Wednesday, August 31, 2016

sunrise

We left the ranch at 7 this morning.  The sun looked like a giant red ball hanging in the sky, I remember saying how pretty it was and then dad said "if only it didn't get so hot."  The sun does get hot in Texas.   Ryan has been feeling really bad and last night was a doozy for the poor guy, so we came to the hospital.   Dad, Ryan and I are currently in the emergency room, Ryan is resting and the ER staff are buzzing in and out.  Yesterday I drove about an hour from the ranch to run errands and Ryan's little truck stopped in the middle of a busy intersection, The story ends with a tow truck.  I don't know what else is in store for us today....but I'm looking for the happy hidden spots, like the volunteer that just offered me coffee....Keep your heads up out there... I'm trying to do the same.



Tuesday, August 30, 2016

Quiet Places

8/29/2016


I ate an apple on the front porch yesterday evening and watched the sun go down.  The clouds looked beautiful and the way the light came through them reminded me of a masters painting.  The sunset was a spectacular show and I enjoyed every second, it reminded me that endings can be as beautiful as beginnings. This morning I'm hopeful the new day will reset everyone and we will have the best day we can.  Ryan isn't feeling well but his spirts are brite, nevertheless it will be a quiet day.  Today I'll be looking for beauty in all the quiet places.  

Monday, August 29, 2016

Time Flys

Ryan 8/28/2009

Seven years ago, That went quick.... If you have Facebook then maybe you noticed when you log on a memory pops up and a prompt says:  share your memory from ____ years ago.  I was surprized when this popped up.  Seven years ago Ryan was diagnosed with thyroid cancer. We lived in Anchorage at the time. The thyroid cancer was caused from previous childhood cancer treatment.  Ryan was referred to Seattle for treatment because his medical history is complicated and the local physicians didn't feel comfortable.  Seattle was a whirlwind of hospitals and big city.  Seattle was the complete opposite of our current country surrondings.
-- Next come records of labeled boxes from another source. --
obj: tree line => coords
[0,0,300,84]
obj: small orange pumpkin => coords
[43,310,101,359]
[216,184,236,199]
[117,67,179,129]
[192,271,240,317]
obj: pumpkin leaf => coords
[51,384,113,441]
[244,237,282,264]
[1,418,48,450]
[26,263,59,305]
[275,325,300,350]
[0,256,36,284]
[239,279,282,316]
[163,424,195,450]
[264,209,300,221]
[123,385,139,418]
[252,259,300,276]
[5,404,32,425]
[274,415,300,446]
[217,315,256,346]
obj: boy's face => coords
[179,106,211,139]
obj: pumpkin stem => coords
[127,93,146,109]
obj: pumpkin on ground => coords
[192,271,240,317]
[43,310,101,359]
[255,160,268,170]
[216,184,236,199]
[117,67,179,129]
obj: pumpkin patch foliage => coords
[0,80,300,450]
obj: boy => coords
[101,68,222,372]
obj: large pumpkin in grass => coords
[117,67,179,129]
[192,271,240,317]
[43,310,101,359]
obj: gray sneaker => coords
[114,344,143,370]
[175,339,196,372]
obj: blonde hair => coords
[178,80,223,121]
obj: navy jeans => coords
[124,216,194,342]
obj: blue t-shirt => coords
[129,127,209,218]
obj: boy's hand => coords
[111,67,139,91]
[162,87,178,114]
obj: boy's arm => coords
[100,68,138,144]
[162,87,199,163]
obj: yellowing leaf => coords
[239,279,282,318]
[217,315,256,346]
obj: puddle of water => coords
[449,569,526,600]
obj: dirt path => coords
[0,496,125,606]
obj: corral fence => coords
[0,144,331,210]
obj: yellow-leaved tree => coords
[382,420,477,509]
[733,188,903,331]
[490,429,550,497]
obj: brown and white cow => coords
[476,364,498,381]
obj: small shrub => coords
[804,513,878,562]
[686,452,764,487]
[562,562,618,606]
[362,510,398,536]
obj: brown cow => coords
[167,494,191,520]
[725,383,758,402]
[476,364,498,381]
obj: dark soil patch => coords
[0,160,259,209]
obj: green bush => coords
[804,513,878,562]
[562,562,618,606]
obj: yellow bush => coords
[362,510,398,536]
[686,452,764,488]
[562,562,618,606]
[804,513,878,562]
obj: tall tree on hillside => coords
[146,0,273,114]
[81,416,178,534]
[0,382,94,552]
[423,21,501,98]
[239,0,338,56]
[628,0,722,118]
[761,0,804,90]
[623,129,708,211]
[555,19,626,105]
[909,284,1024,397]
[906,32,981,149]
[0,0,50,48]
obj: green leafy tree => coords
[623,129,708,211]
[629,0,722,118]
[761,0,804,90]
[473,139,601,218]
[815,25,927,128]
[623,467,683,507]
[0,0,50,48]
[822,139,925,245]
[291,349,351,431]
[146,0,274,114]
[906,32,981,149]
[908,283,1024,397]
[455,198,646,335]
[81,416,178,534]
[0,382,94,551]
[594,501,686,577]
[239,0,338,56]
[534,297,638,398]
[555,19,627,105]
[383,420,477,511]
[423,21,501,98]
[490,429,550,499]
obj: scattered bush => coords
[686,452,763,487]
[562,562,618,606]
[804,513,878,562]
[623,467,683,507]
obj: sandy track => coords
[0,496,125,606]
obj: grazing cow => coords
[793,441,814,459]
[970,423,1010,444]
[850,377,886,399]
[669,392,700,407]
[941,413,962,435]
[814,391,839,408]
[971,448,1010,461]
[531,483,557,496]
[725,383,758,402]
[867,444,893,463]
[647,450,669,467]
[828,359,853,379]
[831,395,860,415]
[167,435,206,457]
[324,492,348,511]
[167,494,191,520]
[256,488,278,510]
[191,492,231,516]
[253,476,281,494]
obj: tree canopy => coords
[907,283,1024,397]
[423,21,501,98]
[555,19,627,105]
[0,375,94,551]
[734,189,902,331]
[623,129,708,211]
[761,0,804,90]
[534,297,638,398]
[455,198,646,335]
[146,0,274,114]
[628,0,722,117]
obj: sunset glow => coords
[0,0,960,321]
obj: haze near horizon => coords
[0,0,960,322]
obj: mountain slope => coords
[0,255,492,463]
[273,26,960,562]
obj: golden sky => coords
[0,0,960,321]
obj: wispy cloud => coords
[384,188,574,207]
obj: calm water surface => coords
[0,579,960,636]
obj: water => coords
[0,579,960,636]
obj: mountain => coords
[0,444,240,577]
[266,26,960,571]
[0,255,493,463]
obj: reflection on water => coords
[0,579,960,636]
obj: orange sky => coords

Yesterday Ryan told me he knew it was only a matter of time before another cancer diagnoses came, the Seattle physician had callously said the cancer would be back.  As I reflect on that time seven years ago the things I remember are, a really fun pro baseball game, a yacht cruise, a trip to the top of the space needle, a visit to an aviation museum....lots of fun events.  Our current situation is different from that time, however I want to remember this time fondly, I'm trying to savior each moment.  What a gift life can be if you'll just receive the gift.  It's all in the mindset.  I'm hopeful I can be mindful to accept the gift of today and all the joy it has for me.  I hope the same for you.  

Sunday, August 28, 2016

Welcome to your Life

Zinnia's Rusty Ridge Ranch
This morning I'm sitting in the MRI waiting area, my stomach in knots I'm on the verge of tears but I have a big smile on my face.  My grandmother once told me if you smile it's really hard to cry.  The sun is out, the sky is blue and it's a nice temperature out. Practically perfect, except for everything is wrong.  OK  lets focus on the positive.. Before Ryan went into the scan he showed me a video of a really cool cake it was a chocolate cake, but it looked like a barbecue pit. The cake had a hamburger patty made out of marshmallows and roasted corn out of jellybeans.  You get the idea.  Today is like that for me.  I look one way but feel another.  I'm gonna fake the inner chocolate cake vibes and hopefully my BBQ pit self will follow suite.  Lets all have a chocolate cake day, with a side of sunshine.

Saturday, August 27, 2016

Walk With Me

walkway made of brick
Everything went great with Ryan's cancer treatment yesterday, as great as that kind of thing can go.  The day had drama, surprise, humor and pain. Ryan says lets focus on the positive things.  We are staying the weekend close to the hospital, with more testing tomorow, kinda like a vacation because there's a hotel involved.  To walk through this illness with him is a life changing privledge.  I'll never be the same and I wish none of this ever happened, but we all know about wishes....... So here we are walking through the fire and if he ever can't walk I'll just carry him.  Today we'll find something fun to do, even if it is nothing, nothing and more nothing.  (nothing is one of Ryan's favorite activities) I'm learning to slow down and enjoy the pace.  Have a great day everyone, we are on vacation here in Texas.   
Texas bull, Rusty Ridge Ranch 2016



Friday, August 26, 2016

Fri-Yay

Ryan 8/26/2016
We left the ranch early today, Labs are drawn and now we are hanging out in our hotel room ... waiting... Lot's of waiting is involved with cancer, or any other health problem I suppose.  Ryan will see the physician soon and proceed with treatment if all goes as planned.  We'll have a good day because we are together and because it's friday.  I've always liked Friday, Happy Fri-YaY!  


Thursday, August 25, 2016

Temporary Discomfort

Rusty Ridge Ranch, 8/25/16
I just took the picture posted above, its a beautiful morning and the birds are singing.  I hear dad on the tractor mowing, mom is hanging up birdseed that she puts away every evening.  There's a raccoon family that comes out after dark they love eating the birdseed that gets put away.  The raccoons break through the bungee corded cans and feast.  Sometimes they get stuck in the can and it must be quite uncomfortable with the pressure of the bungee cord and the can lid squishing them.  Nevertheless they persist. 
Raccoon break in.

Temporary discomfort, is it worth it?  I wonder this all the time.  The raccoons don't seem to mind, they are determined to eat the birdseed.  I bet the raccoons don't stop and wonder about what might happen, they just go for it.  Today Ryan and I will get packed up for a hospital visit, we'll be staying a couple of days and hopefully the temporary discomfort will have some beneficial results.   Let's all have the equivalent of a birdseed feast today.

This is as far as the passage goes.